While artificial intelligence-powered systems can improve clinicians’ diagnostic accuracy during telehealth visits, doctors still don’t fully trust algorithms to screen patients. That’s according to a recent study by Johns Hopkins researchers, which they say highlights the need to improve human-AI collaboration.
“Physicians do better with AI assistance, yet they still hesitate to alter their practices significantly as a result. For example, they will still frequently ask telehealth patients to visit the clinic for definitive testing,” says Mathias Unberath, John C. Malone Associate Professor of Computer Science and a member of the team whose study appeared in Nature Communications Medicine.
Unberath and Therese Canares, a Johns Hopkins emergency medicine physician, used a smartphone-based AI system they developed (CurieDx) to examine “explainable” AI’s potential to enhance clinicians’ trust in AI-driven diagnostic tools. They specifically focused on how doctors use and perceive the system’s explanations of strep throat diagnoses, which rely on analyzing smartphone images of users’ throats.
The researchers created mockups featuring techniques the AI system might use to explain its diagnoses, including highlighting key visual features and providing examples of images it already analyzed and accurately diagnosed as either strep or not.

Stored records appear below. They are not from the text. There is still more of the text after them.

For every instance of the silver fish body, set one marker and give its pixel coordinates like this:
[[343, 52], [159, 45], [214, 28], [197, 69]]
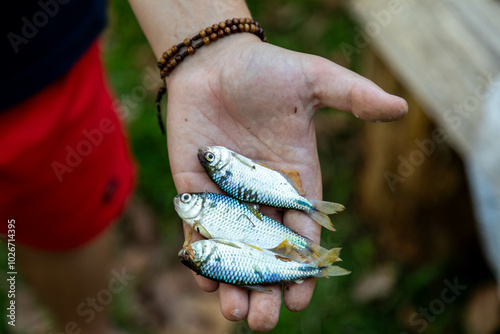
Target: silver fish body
[[221, 217], [240, 264], [252, 182]]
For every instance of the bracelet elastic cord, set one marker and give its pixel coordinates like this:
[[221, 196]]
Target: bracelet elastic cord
[[177, 53]]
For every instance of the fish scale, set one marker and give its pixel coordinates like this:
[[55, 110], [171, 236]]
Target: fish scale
[[245, 265], [252, 182], [223, 217], [243, 184]]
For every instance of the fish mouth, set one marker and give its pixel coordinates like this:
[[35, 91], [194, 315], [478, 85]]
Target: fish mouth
[[201, 151], [176, 202]]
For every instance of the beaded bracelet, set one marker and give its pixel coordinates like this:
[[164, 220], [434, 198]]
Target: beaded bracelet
[[173, 56]]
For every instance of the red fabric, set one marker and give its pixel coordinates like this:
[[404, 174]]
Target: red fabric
[[65, 168]]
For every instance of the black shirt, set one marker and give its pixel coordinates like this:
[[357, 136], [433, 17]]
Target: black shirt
[[41, 40]]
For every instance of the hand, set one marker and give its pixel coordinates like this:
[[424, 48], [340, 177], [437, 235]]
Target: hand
[[258, 100]]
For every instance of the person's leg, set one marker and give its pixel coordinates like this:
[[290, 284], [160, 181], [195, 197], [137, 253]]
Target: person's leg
[[64, 280]]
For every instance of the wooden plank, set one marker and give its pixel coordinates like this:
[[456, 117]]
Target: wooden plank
[[447, 53]]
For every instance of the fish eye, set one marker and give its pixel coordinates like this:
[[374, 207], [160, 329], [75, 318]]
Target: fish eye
[[209, 156], [185, 198]]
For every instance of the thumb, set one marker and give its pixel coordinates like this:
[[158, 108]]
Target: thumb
[[337, 87]]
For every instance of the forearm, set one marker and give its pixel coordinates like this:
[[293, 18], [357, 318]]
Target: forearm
[[168, 22]]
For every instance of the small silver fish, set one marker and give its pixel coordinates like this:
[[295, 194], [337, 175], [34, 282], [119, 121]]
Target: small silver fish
[[248, 266], [221, 217], [252, 182]]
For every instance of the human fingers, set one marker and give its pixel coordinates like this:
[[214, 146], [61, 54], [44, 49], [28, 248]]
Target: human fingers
[[204, 283], [297, 296], [233, 302], [264, 309], [336, 87]]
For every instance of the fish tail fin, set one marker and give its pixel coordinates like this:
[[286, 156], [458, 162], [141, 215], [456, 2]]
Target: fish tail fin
[[329, 258], [320, 210], [320, 218], [326, 262], [328, 208], [316, 249], [333, 271]]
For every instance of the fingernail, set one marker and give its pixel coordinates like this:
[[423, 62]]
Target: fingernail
[[236, 313]]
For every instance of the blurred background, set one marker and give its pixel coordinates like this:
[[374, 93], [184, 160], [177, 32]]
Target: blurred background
[[410, 240]]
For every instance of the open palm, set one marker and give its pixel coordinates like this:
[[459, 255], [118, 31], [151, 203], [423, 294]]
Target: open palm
[[258, 100]]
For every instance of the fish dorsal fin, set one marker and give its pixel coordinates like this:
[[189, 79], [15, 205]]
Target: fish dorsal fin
[[227, 243], [266, 166], [293, 177], [282, 258], [253, 209], [244, 160], [257, 288]]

The team had clinicians review the mockups, measuring their agreement with CurieDx’s resulting diagnostic recommendations, perceived trust in the system, and how the explanations influenced physicians’ recommendations. “We found that explaining by example was the most promising method,” says lead author Catalina Gomez, a PhD student in computer science.
The researchers theorized that this type of explanation was the most successful because it most closely mirrors human clinical reasoning, which involves incorporating prior experience in the analysis of a patient’s condition.
“This kind of explanation improved the accuracy of the clinicians’ decisions. The providers also trusted the AI-generated predictions just as much as they trusted the diagnoses produced by their customary clinical prediction rule, which acted as our baseline,” says Gomez.
Even so, the clinicians in the study often felt it was necessary to ask patients diagnosed remotely to visit the clinic for a follow-up. “This opens the dialogue to examine clinical workflows that incorporate AI screening tools,” says Canares.
The team plans to continue exploring explainable AI methods to help users better understand how AI-powered systems work and further enhance user trust in those systems.